Colorado football coach Deion Sanders addressed his health issues Monday during a news conference, acknowledging that he’d kept the worst of it a secret, not even informing his sons or his team.

Sanders said he had his bladder removed in May to address a cancerous tumor. His scan looked normal from the vascular side, he said, but a visit to Janet Kukreja, Sanders’ doctor at the University of Colorado Cancer Center, revealed the tumor.

Sanders, 57, opted for a bladder removal and creation of a new bladder to remove the cancer from the organ. He said he was fortunate and urged others not to delay getting medical attention when symptoms occur.

“Let’s stop being ashamed of it,” he said he decided. “Let’s deal with it. Let’s deal with it head on.

“This wasn’t easy. Everyone, get checked out. Because if it wasn’t for me getting tested for something else, they wouldn’t have stumbled upon this. …. This could have been a whole other gathering if I hadn’t. It’s been tough.

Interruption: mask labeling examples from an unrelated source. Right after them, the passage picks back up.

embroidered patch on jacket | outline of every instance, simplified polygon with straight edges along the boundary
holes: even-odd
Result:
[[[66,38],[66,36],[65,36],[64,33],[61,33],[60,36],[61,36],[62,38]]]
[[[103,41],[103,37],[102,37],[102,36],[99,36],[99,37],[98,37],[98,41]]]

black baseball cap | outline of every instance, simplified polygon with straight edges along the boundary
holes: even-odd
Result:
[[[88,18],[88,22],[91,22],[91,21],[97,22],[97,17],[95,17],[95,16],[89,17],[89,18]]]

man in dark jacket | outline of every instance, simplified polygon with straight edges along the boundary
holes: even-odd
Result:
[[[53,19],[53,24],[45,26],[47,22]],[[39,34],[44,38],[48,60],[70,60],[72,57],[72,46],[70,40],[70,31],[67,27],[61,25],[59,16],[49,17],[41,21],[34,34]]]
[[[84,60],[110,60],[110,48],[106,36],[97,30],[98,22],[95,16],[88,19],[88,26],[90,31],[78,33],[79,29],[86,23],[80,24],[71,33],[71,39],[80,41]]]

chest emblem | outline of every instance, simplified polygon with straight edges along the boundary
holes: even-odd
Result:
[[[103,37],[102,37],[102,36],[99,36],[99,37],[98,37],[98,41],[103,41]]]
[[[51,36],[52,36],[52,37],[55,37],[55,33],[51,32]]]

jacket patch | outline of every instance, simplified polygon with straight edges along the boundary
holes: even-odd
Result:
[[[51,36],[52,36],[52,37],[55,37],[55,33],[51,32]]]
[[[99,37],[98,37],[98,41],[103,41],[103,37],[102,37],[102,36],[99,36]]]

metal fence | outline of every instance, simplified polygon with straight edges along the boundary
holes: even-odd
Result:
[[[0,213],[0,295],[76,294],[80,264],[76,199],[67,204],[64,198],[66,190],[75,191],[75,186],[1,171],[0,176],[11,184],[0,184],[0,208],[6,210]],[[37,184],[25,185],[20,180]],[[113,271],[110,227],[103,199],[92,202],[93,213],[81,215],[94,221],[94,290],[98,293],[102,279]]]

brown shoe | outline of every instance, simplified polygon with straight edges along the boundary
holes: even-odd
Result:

I think I dropped about 25 pounds.”

He said urinating is, well, different now.

“I can’t pee like I used to pee,” he said. “I depend on Depends, if you know what I mean.”

Sanders said he has returned to coaching, and smiled when he said folks shouldn’t be surprised if they see a portable toilet on the sidelines during games this fall.

Sanders had been absent for several months, and he lauded his coaching staff for picking up the slack and not asking too many questions. He has long had blood circulation issues in his legs that led to the amputation of two toes and several surgeries since 2021.

“Thank God the [coaches] are good enough that I don’t have to babysit,” Sanders said. “They didn’t know. They found out yesterday like the rest of the team. The team that didn’t disclose this to anyone.”